The Accredited Standards Committee X9 develops American National Standards for the financial services industry. One of these standards, ANS X9.49, Secure Remote Access Mutual Authentication, is undergoing its mandatory 5-year review now. In a recent X9 meeting when we discussed updating this standard, we had an interesting discussion about exactly what “multi-factor authentication” is. Everyone agreed on the two following points:
It’s not really defined in any standard
The generally-accepted definition and its interpretation is really the result of vendors’ marketing efforts rather than anything substantial
Many books, articles, etc., define three “factors of authentication” which are typically defined roughly as:
Something that you know, like a password
Something that you have, like a token of some sort
Something that you are, like a biometric
There’s clearly some fuzziness here because of the way these are defined. One type of biometric is a behavioral biometric, like biometrics that look at how you type on a keyboard or write with a pen. Within this framework, you could argue that a password is just a behavioral biometric that tests whether or not you can remember a particular string. You could even argue that proving possession of a cryptographic key, like you do in the X.509 authentication protocol, is just like a behavioral biometric that tests whether or not you can flip a coin and get a particular series of heads and tails, although you probably wouldn't get many people to agree with you at this point.
Multi-factor authentication is usually assumed to be a technique that uses more than one of these factors.

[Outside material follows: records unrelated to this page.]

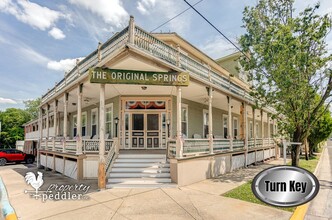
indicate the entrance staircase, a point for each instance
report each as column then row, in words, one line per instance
column 140, row 171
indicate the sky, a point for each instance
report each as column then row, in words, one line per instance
column 40, row 40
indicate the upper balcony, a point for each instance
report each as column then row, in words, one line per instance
column 140, row 40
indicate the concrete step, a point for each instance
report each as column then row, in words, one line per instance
column 136, row 156
column 140, row 175
column 141, row 165
column 139, row 170
column 156, row 185
column 139, row 180
column 140, row 160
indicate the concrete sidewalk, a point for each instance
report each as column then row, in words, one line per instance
column 196, row 201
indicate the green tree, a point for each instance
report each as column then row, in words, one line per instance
column 320, row 131
column 31, row 106
column 12, row 130
column 288, row 62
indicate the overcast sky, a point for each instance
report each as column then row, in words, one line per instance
column 40, row 40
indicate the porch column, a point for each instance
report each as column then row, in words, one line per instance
column 277, row 152
column 65, row 120
column 245, row 124
column 131, row 30
column 79, row 120
column 210, row 91
column 101, row 167
column 47, row 125
column 268, row 128
column 230, row 132
column 179, row 144
column 40, row 129
column 254, row 125
column 55, row 114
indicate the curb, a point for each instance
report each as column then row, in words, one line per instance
column 301, row 210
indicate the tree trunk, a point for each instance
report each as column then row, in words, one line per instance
column 306, row 147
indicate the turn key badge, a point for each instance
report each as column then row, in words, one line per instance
column 285, row 186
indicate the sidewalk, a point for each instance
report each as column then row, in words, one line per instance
column 196, row 201
column 321, row 206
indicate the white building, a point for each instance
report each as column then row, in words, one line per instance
column 153, row 109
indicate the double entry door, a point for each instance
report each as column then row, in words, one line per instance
column 147, row 130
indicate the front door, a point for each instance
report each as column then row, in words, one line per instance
column 146, row 131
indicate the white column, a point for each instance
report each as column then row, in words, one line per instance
column 246, row 129
column 254, row 125
column 79, row 121
column 268, row 129
column 179, row 144
column 131, row 30
column 230, row 130
column 65, row 120
column 277, row 149
column 40, row 129
column 210, row 121
column 55, row 125
column 47, row 125
column 101, row 167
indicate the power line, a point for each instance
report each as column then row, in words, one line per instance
column 175, row 17
column 192, row 6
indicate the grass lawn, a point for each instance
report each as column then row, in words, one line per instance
column 244, row 192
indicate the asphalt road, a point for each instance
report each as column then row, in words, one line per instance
column 321, row 206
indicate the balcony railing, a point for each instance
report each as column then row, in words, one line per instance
column 157, row 48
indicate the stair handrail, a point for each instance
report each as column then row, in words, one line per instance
column 111, row 155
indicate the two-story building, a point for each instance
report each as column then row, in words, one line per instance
column 152, row 110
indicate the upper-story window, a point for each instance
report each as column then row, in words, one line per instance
column 94, row 122
column 109, row 120
column 225, row 126
column 235, row 127
column 205, row 123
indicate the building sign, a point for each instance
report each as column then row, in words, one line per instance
column 115, row 76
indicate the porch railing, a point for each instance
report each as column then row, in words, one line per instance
column 221, row 144
column 88, row 146
column 251, row 143
column 195, row 147
column 238, row 144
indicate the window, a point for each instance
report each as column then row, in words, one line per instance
column 94, row 122
column 257, row 130
column 251, row 131
column 84, row 122
column 184, row 119
column 205, row 123
column 225, row 125
column 235, row 127
column 109, row 120
column 74, row 125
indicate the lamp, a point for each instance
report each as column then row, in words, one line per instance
column 116, row 121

It’s often claimed that multi-factor authentication is inherently more secure than single-factor authentication, but if you look at the history of this claim, it actually came from a vendor that wanted to make their multi-factor authentication product sound better than competitors’ products.
Is there any substance to this claim?
Let’s compare two authentication schemes:
Scheme A, which requires a username/password plus a biometric
Scheme B, which requires two different username/password combinations
Which one is more secure and why? Is there any reason to say that one is inherently more secure than the other? Particularly because it’s easy to force people to use reasonably strong passwords but essentially impossible to get the same level of security from biometrics, does using a biometric just because it’s a different authentication factor really add anything? Or will it actually provide an overall weaker authentication scheme when it's used?
Nobody at the X9 meeting was convinced that authentication using two or more authentication factors is actually any more secure than authentication using two or more independent means of authentication that happen to be the same factor, so the updated standard will probably reflect this. I’m looking forward to seeing the comments on this when the document gets voted on.